L'Associazione Anassilaos ricorda il Trattato di pace di Versailles

A cento anni dall’inizio della Conferenza di pace di Parigi, l'Associazione culturale Anassilaos invita i reggini a ripercorrere la storia

Il Trattato di pace di Versailles a cento anni dall’inizio della Conferenza di pace di Parigi (gennaio 1919) e dalla  sua firma (28 giugno 1919) sarà al centro della conversazione promossa dall’Associazione Culturale Anassilaos.

QUANDO

L’evento sarà moderato dal prof. Antonino Romeo e si terrà martedì 5 marzo presso lo Spazio Open con inizio alle ore 17,30.

Il relatore sarà introdotto dal Dott. Luca Pellerone, Vice Presidente Anassilaos Giovani.
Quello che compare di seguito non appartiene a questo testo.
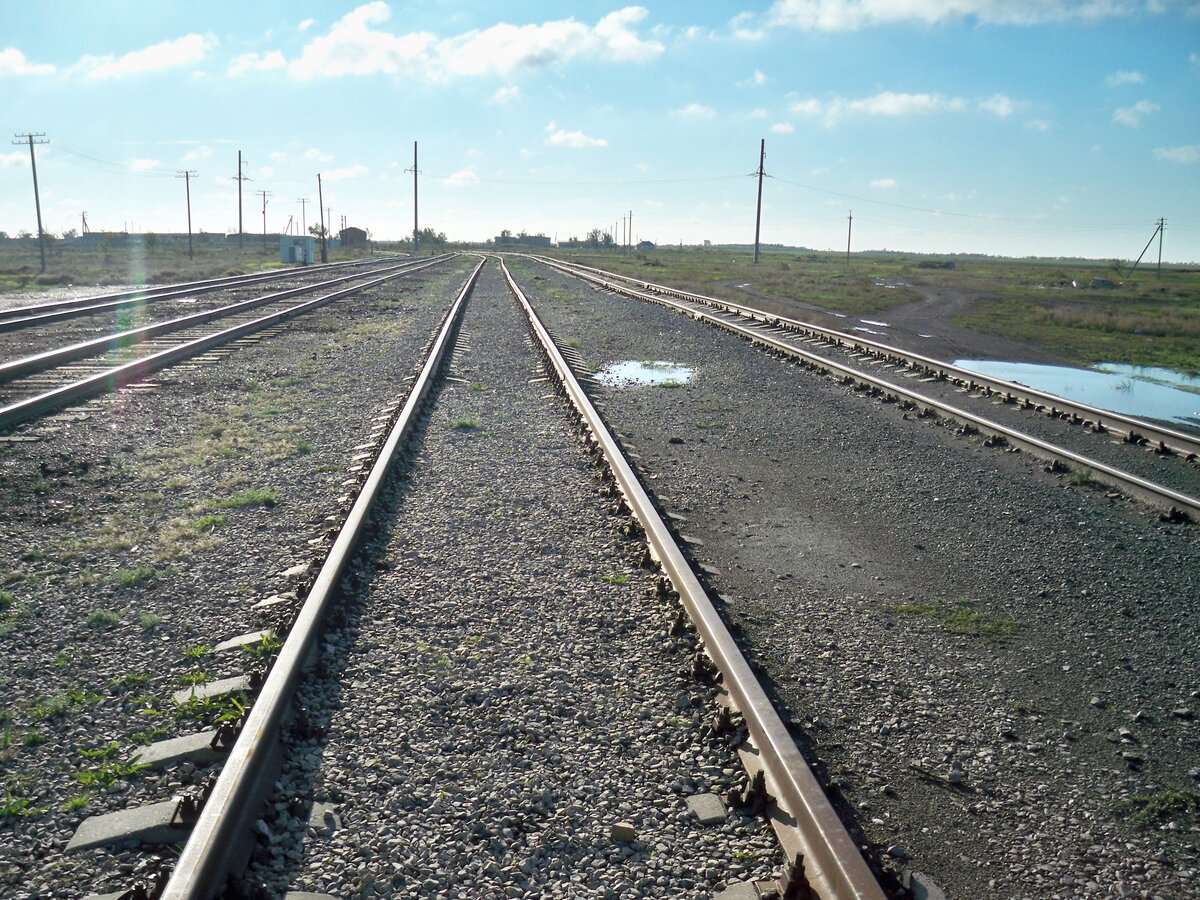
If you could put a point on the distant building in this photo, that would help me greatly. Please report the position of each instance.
(353, 237)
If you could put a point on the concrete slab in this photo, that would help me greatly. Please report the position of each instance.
(148, 825)
(708, 809)
(235, 643)
(191, 748)
(213, 689)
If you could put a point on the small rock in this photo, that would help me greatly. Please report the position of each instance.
(623, 833)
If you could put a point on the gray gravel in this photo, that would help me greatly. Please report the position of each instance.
(502, 693)
(876, 564)
(105, 510)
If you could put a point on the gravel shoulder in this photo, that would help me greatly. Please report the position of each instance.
(142, 527)
(990, 664)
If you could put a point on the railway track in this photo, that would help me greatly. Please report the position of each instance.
(43, 382)
(775, 335)
(34, 315)
(1138, 432)
(220, 814)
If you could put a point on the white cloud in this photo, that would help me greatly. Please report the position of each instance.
(507, 95)
(558, 137)
(695, 111)
(13, 63)
(1134, 114)
(1186, 155)
(463, 178)
(852, 15)
(257, 63)
(997, 105)
(1117, 78)
(169, 54)
(345, 173)
(354, 46)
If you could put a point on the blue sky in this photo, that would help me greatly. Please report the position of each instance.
(1020, 127)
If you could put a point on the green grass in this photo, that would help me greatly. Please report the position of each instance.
(103, 618)
(1179, 804)
(132, 577)
(961, 618)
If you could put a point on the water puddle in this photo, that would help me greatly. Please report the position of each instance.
(631, 372)
(1133, 390)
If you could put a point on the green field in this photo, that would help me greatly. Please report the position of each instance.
(1141, 321)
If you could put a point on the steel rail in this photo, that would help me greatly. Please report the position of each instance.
(101, 382)
(201, 870)
(35, 313)
(41, 361)
(832, 864)
(1187, 445)
(1149, 491)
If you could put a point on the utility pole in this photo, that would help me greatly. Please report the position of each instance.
(757, 219)
(321, 208)
(414, 171)
(31, 137)
(850, 225)
(264, 196)
(187, 175)
(239, 178)
(1158, 233)
(1162, 227)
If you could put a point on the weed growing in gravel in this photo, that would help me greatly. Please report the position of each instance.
(265, 647)
(63, 705)
(77, 802)
(209, 522)
(132, 577)
(16, 804)
(1180, 804)
(961, 618)
(103, 618)
(149, 621)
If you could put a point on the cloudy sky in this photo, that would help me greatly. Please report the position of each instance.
(1050, 127)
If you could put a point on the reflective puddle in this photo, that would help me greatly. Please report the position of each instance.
(1133, 390)
(630, 372)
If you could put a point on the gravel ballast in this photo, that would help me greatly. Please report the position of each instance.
(502, 712)
(995, 667)
(145, 525)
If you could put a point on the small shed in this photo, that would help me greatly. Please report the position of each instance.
(297, 249)
(353, 237)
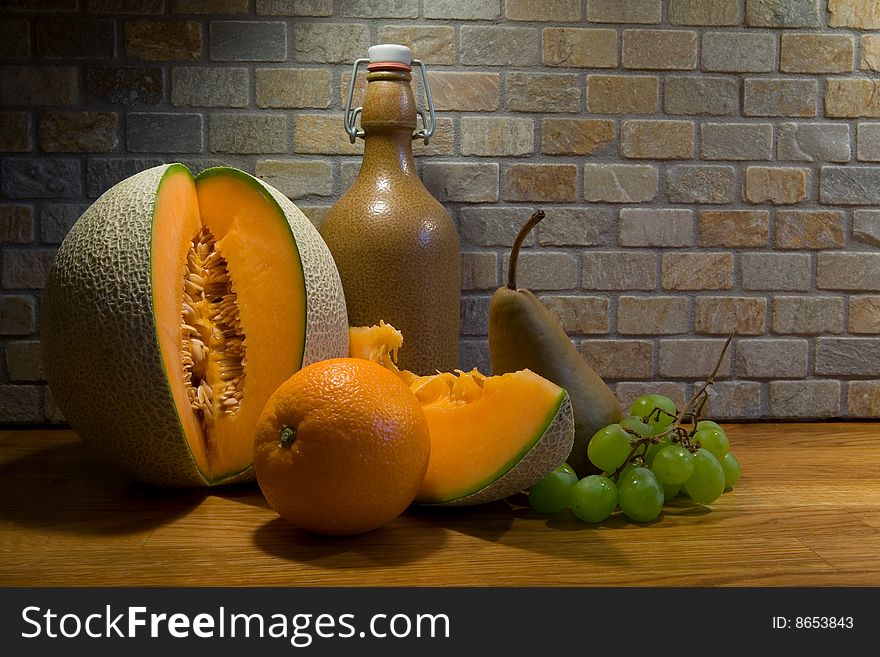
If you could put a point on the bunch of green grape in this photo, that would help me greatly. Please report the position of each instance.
(646, 459)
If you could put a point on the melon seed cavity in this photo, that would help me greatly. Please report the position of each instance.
(213, 341)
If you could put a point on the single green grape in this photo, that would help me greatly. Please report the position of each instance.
(715, 440)
(706, 483)
(673, 465)
(553, 492)
(593, 498)
(730, 465)
(609, 448)
(639, 495)
(648, 405)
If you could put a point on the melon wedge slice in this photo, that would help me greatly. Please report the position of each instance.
(174, 308)
(491, 437)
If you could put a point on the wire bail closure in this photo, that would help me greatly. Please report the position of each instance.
(350, 115)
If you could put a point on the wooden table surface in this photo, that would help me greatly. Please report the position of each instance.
(805, 513)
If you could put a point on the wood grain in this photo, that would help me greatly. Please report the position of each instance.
(805, 513)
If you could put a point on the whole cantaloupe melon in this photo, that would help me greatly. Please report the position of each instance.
(173, 309)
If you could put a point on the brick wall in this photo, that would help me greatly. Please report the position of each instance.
(705, 165)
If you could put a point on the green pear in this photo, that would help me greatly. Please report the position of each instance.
(524, 334)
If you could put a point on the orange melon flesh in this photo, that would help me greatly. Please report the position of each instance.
(250, 231)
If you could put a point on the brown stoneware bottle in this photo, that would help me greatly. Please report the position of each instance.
(395, 246)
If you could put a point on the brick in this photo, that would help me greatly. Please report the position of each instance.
(807, 315)
(866, 226)
(78, 132)
(817, 53)
(57, 219)
(579, 315)
(31, 177)
(122, 85)
(16, 224)
(433, 44)
(579, 226)
(209, 87)
(849, 185)
(777, 185)
(249, 133)
(545, 270)
(810, 142)
(686, 183)
(721, 315)
(39, 85)
(804, 400)
(322, 134)
(15, 132)
(209, 6)
(775, 271)
(810, 229)
(465, 92)
(860, 14)
(622, 94)
(624, 11)
(848, 271)
(734, 228)
(330, 43)
(704, 12)
(780, 97)
(16, 43)
(619, 359)
(17, 315)
(659, 49)
(163, 41)
(497, 136)
(103, 173)
(468, 182)
(656, 315)
(20, 404)
(279, 88)
(739, 52)
(772, 358)
(75, 38)
(702, 95)
(24, 361)
(656, 227)
(26, 269)
(541, 183)
(657, 140)
(863, 399)
(577, 136)
(495, 45)
(297, 179)
(620, 183)
(380, 8)
(248, 41)
(613, 270)
(852, 98)
(864, 314)
(294, 7)
(848, 356)
(696, 271)
(543, 92)
(577, 47)
(479, 270)
(692, 358)
(736, 141)
(782, 13)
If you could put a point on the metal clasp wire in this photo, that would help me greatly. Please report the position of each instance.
(350, 115)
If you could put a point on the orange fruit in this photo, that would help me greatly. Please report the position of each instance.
(341, 447)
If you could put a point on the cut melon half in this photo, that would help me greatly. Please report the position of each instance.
(491, 437)
(174, 308)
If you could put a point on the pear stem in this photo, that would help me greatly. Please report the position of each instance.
(517, 243)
Con tale trattato si mise definitivamente fine alla Prima Guerra Mondiale anche se – come si disse poi- tale trattato preparò e pose le basi del Secondo Conflitto mondiale che sarebbe scoppiato pochi anni dopo, il 1° settembre del 1939.

La durezza della condizioni imposte ai paesi vinti e soprattutto le enormi riparazioni di guerra di cui si dovette far carico la Germania, sconfitta ma non vinta visto che i suo territorio metropolitano non venne occupato dagli alleati, considerata come la responsabile unica e principale della guerra, preparò il crollo della Repubblica di Weimar e il trionfo del Nazismo.

L’attenzione, inevitabilmente, va all’altro grande congresso di pace, quello di Vienna che mise ordine ad una Europa devastata dalle guerre napoleoniche. In quella circostanza i vincitori (Russia, Prussia, Austria, Regno Unito) furono clementi con la Francia che, di li a poco, venne riaccolta nel consesso delle potenze europee.

A quei tempi pero l’Ancien Regime non si basava certo sul consenso popolare e non doveva dare ascolto alle recriminazioni dei popoli che pure avevano sofferto la guerra. La Prima Guerra Mondiale fu invece un conflitto totale e globale che aveva coinvolto i soldati al fronte e insieme ad essi la popolazione civile; provocato crudeltà immani, scavato solchi di odio tra le nazioni e i popoli europei.

I vincitori reclamavano dunque vendetta per i torti e le distruzioni subite –soprattutto da Francesi e Belgi- e, paradosso della democrazia affidata al voto popolare – gli uomini di stato, anche quelli più avveduto e lungimiranti, non potevano sottrarsi alle istanze popolari, che oggi definiremmo “sovraniste” pena la perdita del consenso.